文史漫谈:强调“治国必辨忠奸”的张九龄

【明慧网二零一一年六月二十五日】张九龄(678-740年)字子寿,一名博物,唐代时的韶州曲江(今属广东)人。进士出身,屡官至右拾遗、中书侍郎同中书门下平章事(即副宰相),后被李林甫所谮,而被谪外任。他善诗文,有《曲江集》传世。

张九龄所处的时代,是一个被史学家誉为唐王朝“开元之治”(713-741年)的盛世。唐玄宗在执政之初,是一位励精图治的帝王。但是,他在后期即天宝年间(742-755年),却已成为耽于酒色的人君。吏部尚书李林甫以宗室封为晋国公,勾结宦官把持朝政,监察御史杨国忠,也因堂妹杨玉环得宠,后封为贵妃,而权倾内外。

张九龄痛感奸人当道,朝政日非,多次上书言事,撰写文章。他强调用人必辨忠奸!在《奏封侍中不可赏功》一札中,他沉痛地指出:“国家之败,由官邪也!”为此,他以刚正耿直,著称于朝廷,但却遭到李林甫等人的怨恨和诽谤。

张九龄认为,忠奸是可以辨别出来的,“奸佞与忠良之臣,形相似而心不同也。”谄媚乖巧之徒,表面上效忠于朝廷,而实际上却有奸宄之心。刚正耿直的人,虽然言辞直白,实出于安邦报国之诚。作为贤明的人君,要亲贤臣而远佞臣。他说:“相贤则国家平治,相佞则父子不保。”又说:“佞尤必去也,而贤乃可保。”(均见《远佞第二章》)。像这类确具远见卓识的言论,掷地真有金石声!

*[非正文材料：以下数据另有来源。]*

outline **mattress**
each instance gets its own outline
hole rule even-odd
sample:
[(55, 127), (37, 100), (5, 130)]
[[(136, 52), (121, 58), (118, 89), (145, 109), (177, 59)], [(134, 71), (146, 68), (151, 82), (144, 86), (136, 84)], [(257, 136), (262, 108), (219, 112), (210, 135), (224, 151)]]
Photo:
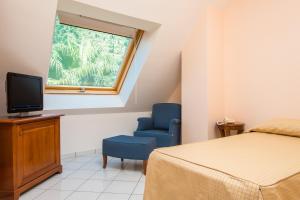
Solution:
[(155, 150), (145, 200), (298, 200), (300, 138), (245, 133)]

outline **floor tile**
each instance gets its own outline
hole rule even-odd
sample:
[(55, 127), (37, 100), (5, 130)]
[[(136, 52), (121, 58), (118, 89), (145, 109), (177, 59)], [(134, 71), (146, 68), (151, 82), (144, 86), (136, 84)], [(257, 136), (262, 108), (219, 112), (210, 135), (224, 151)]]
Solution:
[(59, 181), (61, 181), (61, 178), (53, 176), (45, 180), (44, 182), (40, 183), (39, 185), (37, 185), (35, 188), (47, 190), (50, 189), (55, 184), (57, 184)]
[(71, 191), (47, 190), (39, 197), (37, 197), (36, 200), (64, 200), (71, 193)]
[(77, 170), (80, 167), (82, 167), (83, 165), (84, 165), (84, 163), (82, 163), (82, 162), (74, 162), (74, 161), (72, 161), (72, 162), (69, 162), (69, 163), (63, 165), (63, 169), (64, 170), (65, 169), (67, 169), (67, 170)]
[(69, 162), (72, 162), (74, 160), (74, 157), (71, 157), (71, 158), (63, 158), (61, 160), (61, 163), (64, 165), (64, 164), (67, 164)]
[(108, 193), (131, 194), (137, 182), (113, 181), (105, 190)]
[(95, 171), (77, 170), (69, 175), (68, 178), (89, 179), (93, 174), (95, 174)]
[(100, 193), (94, 192), (74, 192), (67, 200), (96, 200)]
[(56, 174), (54, 177), (56, 178), (67, 178), (70, 174), (74, 173), (75, 170), (64, 169), (61, 174)]
[(120, 160), (111, 160), (107, 162), (107, 166), (106, 166), (106, 171), (107, 170), (120, 170), (120, 169), (125, 169), (126, 167), (126, 163), (125, 162), (121, 162)]
[(139, 182), (136, 188), (134, 189), (133, 194), (144, 194), (144, 190), (145, 190), (145, 183)]
[(140, 182), (146, 182), (146, 176), (144, 174), (142, 175)]
[(141, 162), (125, 160), (122, 164), (119, 158), (108, 159), (106, 169), (102, 168), (102, 157), (98, 154), (64, 159), (62, 174), (52, 176), (20, 199), (141, 200), (145, 183)]
[(100, 163), (102, 163), (102, 161), (103, 161), (103, 158), (102, 158), (102, 155), (101, 156), (97, 156), (97, 157), (95, 157), (95, 158), (93, 158), (90, 162), (91, 163), (97, 163), (97, 164), (100, 164)]
[(137, 173), (119, 173), (116, 177), (115, 180), (119, 181), (139, 181), (142, 176), (142, 173), (137, 172)]
[(78, 188), (78, 191), (103, 192), (110, 183), (111, 181), (105, 180), (88, 180)]
[(74, 190), (78, 189), (79, 186), (84, 182), (85, 182), (85, 180), (83, 180), (83, 179), (66, 178), (66, 179), (63, 179), (60, 182), (58, 182), (51, 189), (74, 191)]
[(128, 200), (129, 194), (102, 193), (97, 200)]
[(119, 173), (120, 173), (119, 170), (97, 171), (90, 179), (92, 179), (92, 180), (113, 180)]
[(126, 170), (139, 171), (143, 169), (143, 163), (141, 161), (125, 161), (125, 162), (127, 163), (125, 167)]
[(127, 169), (123, 169), (123, 170), (120, 170), (120, 172), (122, 174), (132, 174), (132, 175), (139, 175), (139, 176), (142, 176), (142, 171), (140, 170), (127, 170)]
[(46, 190), (36, 189), (36, 188), (31, 189), (28, 192), (23, 193), (20, 197), (20, 200), (32, 200), (38, 197), (39, 195), (41, 195), (45, 191)]
[(83, 165), (80, 170), (93, 170), (93, 171), (98, 171), (102, 170), (102, 165), (101, 163), (87, 163), (86, 165)]
[(129, 200), (143, 200), (143, 199), (144, 196), (140, 194), (131, 195), (131, 197), (129, 198)]
[(89, 157), (89, 156), (79, 156), (79, 157), (76, 157), (73, 161), (86, 163), (86, 162), (91, 161), (92, 159), (93, 158)]
[(80, 158), (80, 157), (96, 158), (98, 156), (100, 156), (98, 153), (85, 152), (85, 153), (79, 153), (79, 154), (77, 154), (77, 157), (75, 157), (75, 158)]

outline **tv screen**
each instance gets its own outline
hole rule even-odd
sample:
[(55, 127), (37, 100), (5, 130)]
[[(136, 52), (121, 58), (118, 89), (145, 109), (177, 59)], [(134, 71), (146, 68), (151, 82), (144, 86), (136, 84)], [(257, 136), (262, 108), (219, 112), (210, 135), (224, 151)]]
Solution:
[(7, 112), (30, 112), (43, 110), (42, 77), (7, 73)]

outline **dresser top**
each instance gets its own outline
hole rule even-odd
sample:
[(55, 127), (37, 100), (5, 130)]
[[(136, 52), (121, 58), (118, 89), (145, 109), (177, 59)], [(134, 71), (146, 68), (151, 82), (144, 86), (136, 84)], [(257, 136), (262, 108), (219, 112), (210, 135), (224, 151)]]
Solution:
[(1, 124), (24, 124), (35, 121), (41, 121), (46, 119), (54, 119), (63, 116), (62, 114), (42, 114), (31, 117), (11, 117), (11, 116), (3, 116), (0, 117), (0, 125)]

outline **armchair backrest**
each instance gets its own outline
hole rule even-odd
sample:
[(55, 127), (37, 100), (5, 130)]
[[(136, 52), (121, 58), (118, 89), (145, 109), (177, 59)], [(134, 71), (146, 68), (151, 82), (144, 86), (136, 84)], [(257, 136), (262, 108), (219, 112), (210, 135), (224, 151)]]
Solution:
[(176, 103), (154, 104), (152, 119), (154, 128), (167, 130), (172, 119), (181, 119), (181, 105)]

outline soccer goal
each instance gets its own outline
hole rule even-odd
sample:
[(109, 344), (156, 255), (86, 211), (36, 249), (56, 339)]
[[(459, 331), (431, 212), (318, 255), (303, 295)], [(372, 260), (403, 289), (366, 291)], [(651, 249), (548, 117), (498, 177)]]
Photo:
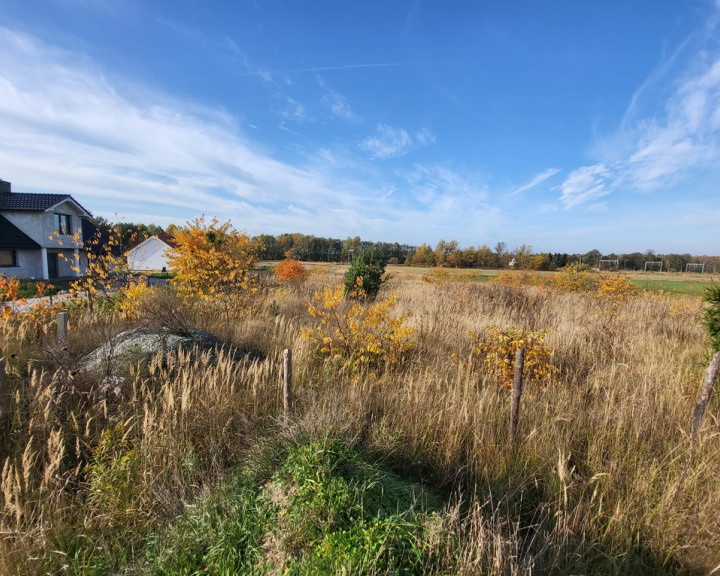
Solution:
[(662, 260), (657, 260), (655, 262), (645, 262), (645, 272), (662, 272), (662, 270)]
[(598, 268), (600, 268), (600, 270), (619, 270), (620, 269), (620, 261), (619, 260), (600, 260), (600, 262), (598, 262)]
[(685, 264), (685, 272), (705, 272), (705, 262), (688, 262)]

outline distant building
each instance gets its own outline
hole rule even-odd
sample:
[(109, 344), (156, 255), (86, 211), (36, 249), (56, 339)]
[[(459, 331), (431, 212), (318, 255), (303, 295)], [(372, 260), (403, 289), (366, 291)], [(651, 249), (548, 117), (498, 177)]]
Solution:
[(173, 237), (167, 234), (150, 236), (127, 251), (129, 272), (160, 272), (168, 269), (167, 253), (173, 249)]
[(91, 217), (70, 194), (18, 193), (0, 180), (0, 274), (42, 280), (81, 276), (87, 262), (83, 221)]

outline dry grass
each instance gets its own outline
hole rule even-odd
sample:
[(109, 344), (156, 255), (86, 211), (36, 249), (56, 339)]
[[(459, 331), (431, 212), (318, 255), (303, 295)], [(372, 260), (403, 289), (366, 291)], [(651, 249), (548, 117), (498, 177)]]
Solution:
[[(398, 293), (417, 347), (400, 372), (349, 382), (311, 361), (300, 336), (313, 292), (343, 270), (310, 267), (302, 284), (268, 285), (232, 323), (190, 318), (251, 359), (180, 352), (138, 366), (116, 390), (76, 366), (127, 321), (74, 312), (64, 348), (52, 329), (4, 330), (14, 415), (0, 445), (0, 572), (133, 561), (128, 543), (141, 546), (263, 434), (290, 433), (279, 423), (284, 348), (296, 367), (290, 430), (336, 435), (445, 490), (453, 503), (440, 522), (457, 541), (438, 550), (459, 574), (720, 564), (717, 395), (695, 446), (688, 434), (709, 357), (699, 300), (637, 295), (610, 316), (588, 294), (433, 284), (398, 270), (380, 297)], [(468, 332), (490, 325), (548, 329), (559, 368), (557, 384), (526, 391), (514, 448), (509, 395), (464, 361)], [(105, 436), (114, 456), (104, 459), (107, 430), (117, 437)]]

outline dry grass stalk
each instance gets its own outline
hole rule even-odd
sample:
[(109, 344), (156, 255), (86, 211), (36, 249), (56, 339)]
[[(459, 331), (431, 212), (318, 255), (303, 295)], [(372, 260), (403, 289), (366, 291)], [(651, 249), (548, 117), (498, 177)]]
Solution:
[[(707, 350), (698, 301), (633, 295), (610, 317), (590, 294), (398, 274), (379, 297), (397, 292), (416, 350), (399, 373), (351, 382), (312, 368), (300, 338), (314, 291), (341, 277), (339, 267), (312, 268), (302, 284), (268, 286), (232, 324), (223, 314), (185, 319), (254, 359), (180, 351), (137, 366), (117, 394), (75, 374), (73, 362), (88, 351), (81, 334), (99, 341), (127, 321), (74, 312), (64, 371), (48, 359), (43, 330), (19, 322), (3, 331), (0, 347), (18, 357), (8, 365), (12, 439), (0, 452), (0, 572), (58, 569), (44, 542), (77, 529), (93, 479), (86, 466), (118, 423), (132, 455), (122, 477), (138, 483), (123, 504), (133, 513), (103, 508), (100, 498), (90, 525), (136, 538), (173, 518), (243, 460), (258, 429), (276, 426), (284, 348), (295, 364), (294, 429), (337, 434), (463, 495), (443, 520), (467, 535), (457, 573), (566, 573), (578, 569), (571, 558), (587, 558), (586, 568), (603, 558), (627, 573), (717, 566), (717, 395), (692, 455), (685, 432)], [(467, 333), (491, 325), (547, 329), (559, 370), (557, 384), (525, 391), (514, 451), (507, 392), (462, 361)], [(50, 373), (27, 374), (28, 358), (44, 358)], [(648, 564), (623, 564), (629, 551)], [(21, 560), (29, 557), (40, 560)]]

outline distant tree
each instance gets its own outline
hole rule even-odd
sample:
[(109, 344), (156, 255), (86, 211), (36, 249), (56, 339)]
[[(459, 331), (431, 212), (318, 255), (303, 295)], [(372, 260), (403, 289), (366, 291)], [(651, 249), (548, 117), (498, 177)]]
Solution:
[(413, 266), (435, 266), (435, 252), (423, 242), (423, 244), (415, 250), (411, 264)]
[(281, 251), (280, 245), (278, 244), (275, 236), (270, 234), (260, 234), (259, 236), (255, 236), (253, 238), (253, 242), (255, 243), (256, 249), (262, 251), (264, 258), (267, 258), (268, 260), (280, 260), (283, 257), (283, 252)]
[(627, 270), (642, 270), (645, 267), (645, 256), (640, 252), (633, 252), (632, 254), (623, 254), (621, 260), (621, 268)]
[(340, 259), (343, 262), (347, 260), (352, 260), (355, 256), (360, 254), (360, 246), (360, 236), (355, 236), (355, 238), (350, 238), (348, 236), (346, 240), (343, 240), (342, 250), (340, 252)]
[(435, 265), (457, 267), (457, 259), (455, 258), (457, 248), (458, 243), (455, 240), (450, 242), (440, 240), (435, 247)]
[(498, 268), (499, 260), (497, 254), (483, 244), (477, 251), (477, 264), (480, 268)]
[(590, 250), (583, 255), (583, 264), (587, 264), (591, 268), (597, 268), (600, 265), (600, 258), (602, 258), (602, 252), (600, 250)]
[(521, 270), (528, 270), (532, 268), (531, 262), (532, 262), (532, 246), (528, 244), (523, 244), (520, 246), (520, 248), (516, 248), (512, 252), (513, 258), (515, 258), (515, 267), (519, 268)]

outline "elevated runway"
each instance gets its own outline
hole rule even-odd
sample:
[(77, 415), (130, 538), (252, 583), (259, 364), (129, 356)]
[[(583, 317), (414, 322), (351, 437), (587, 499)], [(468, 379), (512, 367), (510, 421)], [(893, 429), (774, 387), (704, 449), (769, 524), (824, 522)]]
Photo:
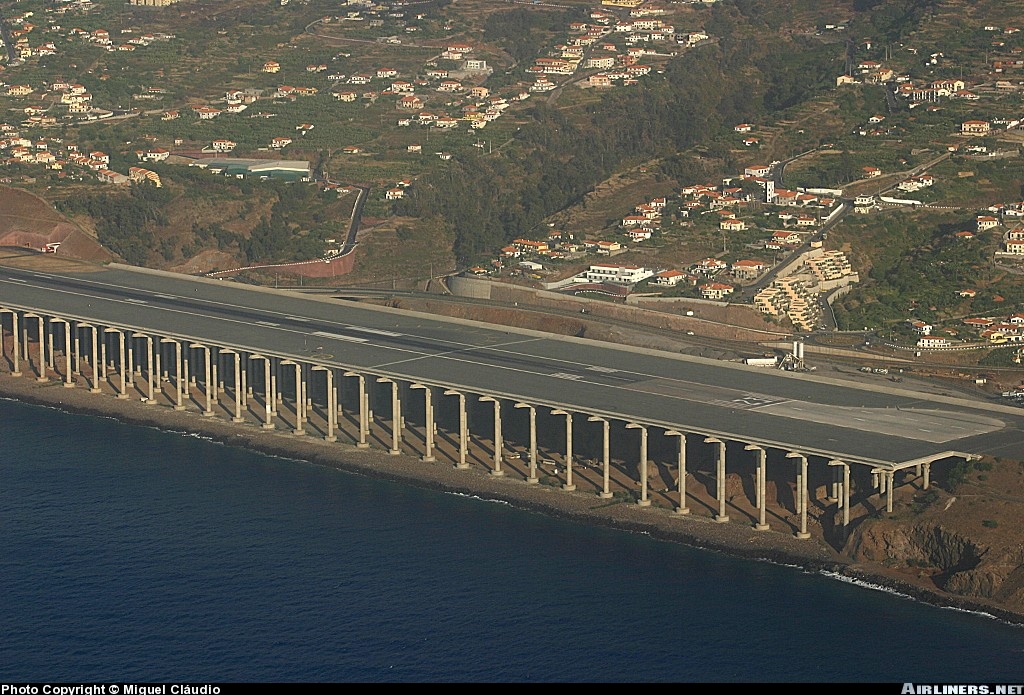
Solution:
[(0, 266), (0, 304), (892, 466), (1020, 456), (1024, 411), (123, 266)]

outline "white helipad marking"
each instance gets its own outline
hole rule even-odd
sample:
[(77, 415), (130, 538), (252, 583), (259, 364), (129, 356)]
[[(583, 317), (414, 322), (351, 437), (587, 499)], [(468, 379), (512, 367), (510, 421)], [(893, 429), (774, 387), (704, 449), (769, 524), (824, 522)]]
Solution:
[(128, 299), (125, 299), (124, 301), (131, 302), (132, 304), (149, 304), (149, 302), (147, 302), (144, 299), (131, 299), (131, 298), (128, 298)]
[(587, 370), (591, 371), (591, 372), (603, 372), (604, 374), (615, 374), (615, 373), (617, 373), (619, 371), (618, 369), (612, 369), (611, 367), (596, 367), (596, 366), (587, 367)]
[(177, 297), (173, 297), (169, 294), (154, 294), (153, 296), (159, 297), (160, 299), (177, 299)]
[(298, 321), (299, 323), (309, 323), (309, 319), (304, 319), (301, 316), (285, 316), (289, 321)]
[(28, 280), (23, 280), (21, 278), (7, 278), (7, 279), (10, 280), (11, 282), (28, 282)]
[(566, 374), (565, 372), (555, 372), (551, 376), (555, 379), (568, 379), (569, 381), (579, 381), (583, 378), (579, 374)]
[(279, 323), (274, 323), (273, 321), (257, 321), (256, 323), (258, 323), (261, 326), (280, 326), (281, 325)]

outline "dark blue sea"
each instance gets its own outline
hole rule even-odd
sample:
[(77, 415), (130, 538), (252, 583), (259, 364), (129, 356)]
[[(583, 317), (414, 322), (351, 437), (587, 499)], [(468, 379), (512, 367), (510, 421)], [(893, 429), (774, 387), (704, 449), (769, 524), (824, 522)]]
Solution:
[(1019, 683), (1024, 629), (0, 401), (0, 681), (46, 680)]

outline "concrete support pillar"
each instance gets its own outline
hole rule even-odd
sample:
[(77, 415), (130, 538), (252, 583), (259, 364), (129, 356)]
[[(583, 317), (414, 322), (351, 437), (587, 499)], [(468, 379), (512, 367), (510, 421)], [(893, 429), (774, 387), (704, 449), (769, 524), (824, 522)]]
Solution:
[(725, 513), (725, 442), (716, 437), (705, 437), (704, 441), (715, 445), (715, 497), (718, 499), (715, 521), (724, 524), (729, 520)]
[(922, 466), (924, 470), (921, 471), (921, 488), (927, 490), (931, 487), (932, 482), (932, 464), (931, 461)]
[(46, 376), (46, 320), (42, 316), (36, 318), (39, 320), (39, 375), (36, 381), (43, 382), (50, 380)]
[(424, 425), (423, 461), (430, 463), (434, 461), (434, 403), (433, 393), (427, 384), (410, 384), (409, 388), (423, 389), (423, 411), (426, 417)]
[(377, 379), (378, 384), (391, 384), (391, 449), (392, 456), (402, 453), (402, 404), (398, 398), (398, 382), (387, 377)]
[(757, 474), (755, 475), (754, 482), (754, 496), (757, 498), (757, 523), (754, 524), (754, 530), (767, 531), (769, 528), (767, 521), (768, 494), (766, 491), (768, 474), (766, 460), (768, 455), (764, 447), (757, 444), (748, 444), (743, 448), (746, 451), (753, 451), (754, 456), (757, 457)]
[(189, 345), (191, 349), (203, 351), (203, 395), (205, 396), (206, 406), (203, 409), (203, 417), (212, 417), (213, 412), (213, 365), (211, 364), (211, 358), (213, 355), (208, 345), (202, 343), (192, 343)]
[(295, 367), (295, 427), (292, 428), (292, 434), (305, 434), (306, 431), (302, 428), (302, 365), (291, 360), (282, 360), (281, 366)]
[(104, 328), (100, 338), (100, 378), (104, 381), (107, 380), (107, 332), (109, 330), (109, 328)]
[(551, 414), (565, 416), (565, 483), (562, 484), (562, 489), (572, 492), (576, 489), (575, 483), (572, 482), (572, 413), (567, 410), (552, 410)]
[(129, 333), (124, 340), (126, 360), (125, 385), (128, 388), (135, 388), (135, 336), (133, 333)]
[(641, 507), (650, 507), (651, 499), (648, 495), (649, 478), (647, 473), (647, 427), (636, 422), (626, 425), (627, 430), (640, 430), (640, 499), (636, 501)]
[(679, 506), (676, 507), (676, 514), (685, 516), (690, 513), (690, 508), (686, 506), (686, 434), (677, 430), (665, 430), (665, 436), (679, 437), (679, 452), (676, 459), (676, 466), (679, 469), (676, 473)]
[(338, 390), (334, 388), (334, 370), (322, 365), (313, 365), (314, 372), (323, 372), (327, 380), (327, 434), (324, 441), (338, 441), (335, 431), (338, 429)]
[(235, 384), (238, 398), (242, 401), (242, 410), (249, 409), (249, 357), (245, 358), (245, 369), (242, 370), (242, 381)]
[(184, 375), (182, 370), (182, 354), (181, 354), (181, 341), (173, 340), (171, 338), (161, 338), (160, 343), (173, 343), (174, 344), (174, 405), (172, 406), (175, 410), (184, 410)]
[(156, 386), (160, 382), (160, 366), (153, 372), (153, 337), (136, 333), (137, 338), (146, 339), (146, 398), (143, 403), (154, 405), (156, 403)]
[(14, 364), (11, 370), (11, 376), (21, 376), (21, 346), (20, 337), (21, 334), (18, 331), (18, 312), (11, 312), (11, 320), (13, 321), (12, 337), (14, 338)]
[(78, 376), (84, 376), (82, 374), (82, 343), (81, 343), (80, 337), (78, 335), (78, 324), (77, 323), (74, 324), (74, 330), (72, 331), (72, 333), (74, 333), (73, 340), (74, 340), (74, 353), (75, 353), (75, 365), (74, 365), (75, 368), (72, 371), (74, 371), (75, 374), (77, 374)]
[(893, 488), (896, 487), (894, 478), (896, 477), (896, 471), (886, 471), (884, 473), (886, 477), (887, 489), (885, 494), (885, 511), (892, 514), (892, 495)]
[(356, 442), (356, 446), (365, 449), (370, 446), (370, 442), (366, 441), (370, 434), (369, 403), (366, 402), (366, 377), (359, 372), (345, 372), (345, 376), (355, 377), (359, 380), (359, 441)]
[(231, 417), (231, 422), (244, 422), (245, 418), (242, 417), (242, 389), (240, 388), (242, 379), (242, 356), (234, 350), (221, 350), (221, 354), (231, 355), (234, 358), (235, 363), (235, 380), (231, 382), (231, 387), (235, 391), (235, 414)]
[(89, 353), (89, 361), (92, 363), (92, 386), (89, 387), (89, 393), (100, 392), (100, 353), (97, 346), (99, 340), (100, 329), (98, 326), (90, 326), (87, 323), (83, 323), (82, 326), (85, 328), (92, 329), (92, 352)]
[(274, 429), (274, 391), (271, 388), (270, 381), (270, 357), (264, 357), (263, 355), (250, 355), (250, 360), (263, 360), (263, 406), (265, 410), (265, 416), (263, 424), (260, 425), (265, 430)]
[[(163, 355), (161, 354), (164, 351), (163, 348), (164, 344), (162, 340), (153, 341), (153, 372), (149, 379), (154, 383), (154, 388), (160, 393), (160, 395), (163, 395), (164, 393), (163, 372), (160, 371), (163, 368), (163, 365), (161, 364), (161, 362), (163, 362)], [(156, 400), (153, 402), (156, 403)]]
[(833, 459), (828, 462), (828, 465), (842, 468), (841, 471), (836, 471), (837, 474), (842, 475), (842, 482), (839, 483), (839, 511), (842, 512), (842, 526), (845, 532), (850, 527), (850, 465), (845, 461), (839, 459)]
[(537, 409), (529, 403), (516, 403), (516, 408), (526, 408), (530, 416), (530, 472), (526, 482), (536, 485), (540, 482), (537, 477)]
[(108, 328), (107, 332), (110, 331), (117, 333), (117, 368), (118, 378), (121, 381), (121, 388), (117, 393), (117, 397), (123, 400), (128, 398), (128, 370), (127, 360), (125, 359), (124, 331), (119, 328)]
[(796, 537), (806, 540), (811, 537), (807, 532), (807, 457), (797, 451), (790, 451), (786, 458), (797, 459), (796, 469), (796, 508), (800, 515), (800, 530)]
[(592, 415), (587, 418), (587, 422), (600, 422), (601, 423), (601, 492), (597, 493), (597, 496), (603, 500), (610, 499), (612, 496), (611, 490), (611, 468), (612, 459), (610, 456), (611, 448), (609, 447), (609, 430), (611, 429), (611, 423), (603, 417)]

张九龄在《亲贤第一章》中,对于如何才能做到亲贤这个议题,也是泾渭分明的。他说:“苟欲亲贤良,不可不去谗媚也”;“苟欲亲贤明,不可不去宠幸也”。这些表章奏疏,都是直指权奸,专门针对李林甫、杨国忠之流而发的。他不仅有识见,尤其有勇义!

另据王仁裕《开元天宝遗事(下)》说:张九龄见朝廷文武僚属,都趋附于杨国忠,冀求得到富贵。而他呢?却从不登杨家府门,致使杨国忠对他十分不满。张九龄并不介意,他对好朋友严挺之等人,私下议论说:“今时之朝彦,皆向火乞儿,一旦火尽灰冷,暖气何在?当冻尸裂体,弃骨于沟壑中,祸不远矣!”意思是说,那些趋炎附势之徒,就象乞丐一样,有朝一日,是要大祸临头的。那时,这群附势之徒,不仅祸国,也必害己。果然,天宝十四年(755年),以节度使安禄山、史思明为首的“安史之乱”爆发了。那些趋炎附势之徒,都身败名裂。至于杨国忠,则在马嵬驿(今陕西兴平)被士兵杀死。有不少的人,甚至于被灭族。为此,该文作者王仁裕接着说:“(张)九龄之先见,信夫神智博达也!”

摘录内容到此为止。